For ex. in 2010 the Automatic rootkit scan is able to detect rootkits/malware which other scan tasks (quick/full) weren't able to, even if set to max settings. In 2011 the technology behind Auto rootkit scan has been ported over to other scans. (at least it's able to detect what 2010 quick/full scan missed)

 

well if I didnt have licences how could I use them.

 

Wrong. 2 computers have FD-ISR with a total of 10 snapshots each. That is 20 different setups. I currently test 14 products.

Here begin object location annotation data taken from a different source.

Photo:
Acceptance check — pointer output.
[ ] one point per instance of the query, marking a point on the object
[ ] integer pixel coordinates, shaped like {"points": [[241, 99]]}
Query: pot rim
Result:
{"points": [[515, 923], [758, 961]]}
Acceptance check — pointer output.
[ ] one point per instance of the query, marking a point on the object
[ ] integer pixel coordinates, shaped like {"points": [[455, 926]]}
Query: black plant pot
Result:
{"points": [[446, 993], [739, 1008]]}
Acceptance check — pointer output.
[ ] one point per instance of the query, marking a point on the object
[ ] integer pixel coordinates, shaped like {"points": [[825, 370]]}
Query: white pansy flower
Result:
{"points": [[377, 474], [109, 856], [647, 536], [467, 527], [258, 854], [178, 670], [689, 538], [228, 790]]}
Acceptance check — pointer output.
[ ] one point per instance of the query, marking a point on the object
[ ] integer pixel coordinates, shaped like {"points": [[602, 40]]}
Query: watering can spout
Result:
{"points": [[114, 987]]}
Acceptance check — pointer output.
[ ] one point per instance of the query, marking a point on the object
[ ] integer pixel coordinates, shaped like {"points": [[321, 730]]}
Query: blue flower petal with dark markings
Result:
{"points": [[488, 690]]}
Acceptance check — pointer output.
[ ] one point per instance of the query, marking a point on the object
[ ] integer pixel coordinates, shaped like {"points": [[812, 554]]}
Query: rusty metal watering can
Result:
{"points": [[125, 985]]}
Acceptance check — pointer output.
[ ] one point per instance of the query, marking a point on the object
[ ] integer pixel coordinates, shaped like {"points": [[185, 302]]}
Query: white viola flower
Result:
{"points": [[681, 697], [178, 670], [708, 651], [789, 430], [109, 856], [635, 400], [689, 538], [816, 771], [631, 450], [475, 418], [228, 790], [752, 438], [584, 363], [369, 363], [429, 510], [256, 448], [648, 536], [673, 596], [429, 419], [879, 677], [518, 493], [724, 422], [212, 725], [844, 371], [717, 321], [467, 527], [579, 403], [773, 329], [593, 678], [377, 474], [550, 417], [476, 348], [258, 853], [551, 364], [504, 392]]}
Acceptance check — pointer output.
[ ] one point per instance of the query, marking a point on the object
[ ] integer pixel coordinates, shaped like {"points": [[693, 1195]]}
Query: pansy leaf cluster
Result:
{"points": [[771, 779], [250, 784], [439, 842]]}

So the avatar changes with the snapshot used.

 

TBH I've paid little attention to KIS over the last year or 2.However,although this is just one test,I've seen enough here to pique my interest again.

I'd be interested to read a detailed appraisal of the various improvements for this year.

 

with as often as people say it's really heavy, in my experience with client and friends' machines, it's not at all. several people i know have been using kis2010 and now kis2011 on limited-spec netbooks with nary a problem. it's a much better polished product than previous versions (2009 and earlier) imo. the firewall is smart, proactive stuff works really well, its detections are good and it's a mostly hands-off product that doesn't bug users with prompts that can't be disabled.

also their updater applications is badass if you have a fileserver and multiple KAV/KIS clients on a network...it aggregates the updates and you just configure the clients to update from that location in addition to the main kaspersky servers. updating AV defs at wireline speed is awesome.

i'd probably switch to it myself if kaspersky offered a site license.